Ci sono voluti tre anni e mezzo prima che entrassero in vigore i limiti di potenza per gli autoveicoli guidabili dai neopatentati (che si aggiungono a quelli per le moto e ai limiti di velocità ridotti, operativi da oltre 15 anni).
Il ritardo è stato dovuto al “mercanteggiamento” tra industria e politica per fissare soglie che non escludessero modelli “eccellenti”, tanto che i valori fissati inizialmente con decreto Bianchi (Dl 117/07, la cui entrata in vigore su questo punto è stata rinviata più volte) sono stati ritoccati dalla riforma del Codice andata in porto la scorsa estate.
Sia come sia, ora ci siamo. E ne fanno le spese le famiglie: non poche saranno costrette ad acquistare un’auto apposta per il figlio (peraltro, l’apparato commerciale dei costruttori non pare aver colto l’importanza dell’occasione ed è in ritardo sulle informazioni ai clienti).

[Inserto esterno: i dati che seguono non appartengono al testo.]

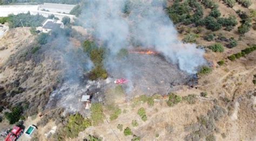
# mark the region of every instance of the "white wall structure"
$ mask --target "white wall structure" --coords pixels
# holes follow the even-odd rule
[[[68,5],[67,9],[68,9],[68,10],[70,10],[71,6],[70,6],[70,5],[69,4],[61,4],[61,5],[62,5],[62,7],[59,9],[58,9],[58,8],[56,7],[56,10],[58,11],[58,10],[60,10],[58,9],[62,9],[64,8],[65,6],[63,5]],[[73,5],[73,6],[75,6],[75,5]],[[51,6],[51,8],[53,8],[53,6]],[[0,17],[7,17],[10,14],[17,15],[17,14],[22,13],[27,13],[29,11],[30,12],[30,14],[31,15],[37,15],[37,13],[39,13],[39,15],[41,15],[45,17],[48,17],[49,15],[53,14],[55,16],[55,17],[59,18],[60,20],[62,19],[62,18],[64,17],[67,16],[70,18],[71,22],[73,22],[73,19],[76,17],[74,15],[72,15],[58,13],[54,11],[53,12],[43,11],[39,10],[39,9],[40,9],[39,5],[2,5],[2,6],[0,6]]]

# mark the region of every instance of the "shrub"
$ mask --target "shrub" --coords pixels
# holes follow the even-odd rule
[[[118,125],[117,125],[117,128],[120,130],[120,131],[123,131],[123,124],[118,124]]]
[[[136,120],[133,120],[132,121],[132,125],[133,127],[138,126],[139,125],[139,123],[138,123],[138,122]]]
[[[218,19],[218,23],[221,24],[223,26],[235,26],[238,24],[237,18],[233,15],[230,16],[227,18],[219,18]]]
[[[142,116],[146,115],[146,111],[145,110],[145,108],[143,107],[139,108],[139,109],[138,110],[137,114],[140,117],[142,117]]]
[[[68,16],[65,16],[62,18],[62,22],[64,25],[68,25],[70,23],[70,18]]]
[[[218,8],[214,8],[212,10],[211,12],[210,13],[210,16],[213,17],[214,18],[218,18],[220,16],[221,13],[219,9]]]
[[[207,35],[204,37],[204,39],[208,41],[213,41],[214,39],[214,35],[213,34]]]
[[[204,22],[206,29],[208,30],[214,31],[221,29],[221,25],[218,23],[215,18],[212,16],[208,16],[205,18]]]
[[[228,57],[227,58],[228,58],[228,59],[230,59],[231,61],[234,61],[235,60],[235,56],[234,54],[232,54]]]
[[[39,34],[38,37],[37,37],[37,42],[40,45],[44,45],[48,42],[49,37],[50,36],[49,34],[42,33]]]
[[[251,0],[241,0],[242,5],[245,8],[248,8],[251,5],[252,5],[252,2]]]
[[[0,17],[0,23],[4,24],[8,21],[8,17]]]
[[[235,0],[224,0],[224,2],[231,8],[233,8],[235,4]]]
[[[11,112],[5,112],[4,116],[9,121],[10,124],[12,124],[18,122],[22,114],[22,108],[15,107],[11,109]]]
[[[237,46],[237,41],[235,40],[233,38],[231,38],[230,39],[229,44],[227,45],[227,47],[229,48],[233,48]]]
[[[171,93],[169,94],[169,98],[167,101],[167,104],[169,107],[173,107],[174,104],[178,104],[181,101],[181,96]]]
[[[183,99],[185,100],[189,104],[194,104],[196,103],[196,99],[197,97],[196,97],[196,95],[193,94],[193,95],[188,95],[187,96],[184,96]]]
[[[131,129],[129,127],[126,128],[124,130],[124,134],[125,136],[131,135],[132,132],[132,131],[131,131]]]
[[[244,35],[245,33],[248,32],[251,28],[251,25],[247,24],[243,24],[238,27],[238,32]]]
[[[121,114],[122,110],[119,108],[117,108],[115,111],[110,115],[110,121],[113,121],[117,119],[118,117],[118,116]]]
[[[212,70],[211,68],[204,66],[201,68],[200,71],[198,72],[198,74],[205,75],[211,73],[212,71]]]
[[[220,60],[218,61],[217,63],[219,65],[223,66],[223,65],[224,65],[225,61],[224,60]]]
[[[206,97],[206,96],[207,95],[207,93],[206,92],[201,92],[201,93],[200,93],[200,95],[201,95],[201,96]]]
[[[63,130],[67,137],[73,138],[78,136],[78,133],[91,125],[89,119],[85,119],[83,116],[77,113],[69,117],[68,124],[64,126]]]
[[[99,103],[92,103],[91,106],[91,119],[93,125],[97,125],[103,122],[103,108],[102,105]]]
[[[183,39],[183,41],[185,43],[196,43],[197,41],[196,39],[198,38],[199,36],[197,34],[190,33],[187,34]]]
[[[242,57],[242,53],[241,52],[239,52],[238,53],[236,53],[234,55],[235,55],[235,58],[237,59],[239,59],[240,58],[241,58]]]
[[[136,135],[133,135],[133,137],[132,137],[131,141],[139,141],[140,140],[140,137],[138,137]]]
[[[224,48],[223,47],[223,46],[219,43],[217,43],[213,45],[210,46],[208,47],[208,48],[215,52],[223,52],[224,51]]]

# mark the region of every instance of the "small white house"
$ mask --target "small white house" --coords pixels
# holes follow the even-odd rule
[[[91,108],[91,96],[89,95],[84,95],[82,96],[81,102],[84,102],[85,109]]]
[[[47,19],[43,22],[42,25],[42,26],[38,27],[37,30],[44,33],[48,33],[55,29],[64,29],[64,24],[61,20],[54,19]]]

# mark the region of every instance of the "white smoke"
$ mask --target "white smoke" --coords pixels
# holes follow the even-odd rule
[[[126,1],[89,1],[80,17],[95,38],[113,53],[134,44],[154,48],[180,69],[196,74],[206,64],[204,51],[179,41],[177,32],[159,1],[131,1],[130,13],[123,13]],[[160,6],[159,6],[160,5]]]

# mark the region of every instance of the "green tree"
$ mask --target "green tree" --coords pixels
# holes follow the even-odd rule
[[[65,16],[62,18],[62,22],[64,25],[69,25],[70,23],[70,18]]]
[[[215,52],[223,52],[224,51],[224,48],[223,47],[223,46],[219,43],[216,43],[213,45],[210,46],[208,48]]]

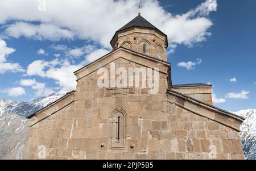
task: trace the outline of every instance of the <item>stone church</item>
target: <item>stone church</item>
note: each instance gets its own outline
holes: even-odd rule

E, se non potranno permettersi neanche un macinino usato, per rispettare la legge dovrebbero far andare il figlio a piedi per un anno: giusto il contrario del percorso “virtuoso” disegnato dalla legge, che avrebbe voluto che i giovani si facessero un’esperienza prima di guidare mezzi più potenti.
Casi-limite? Con questa crisi, non direi. E comunque questi problemi erano stati sul tappeto anche tra fine anni Ottanta e inizio anni Novanta: anche all’epoca c’erano limiti per neopatentati e proprio per questi motivi si decise di abolirli.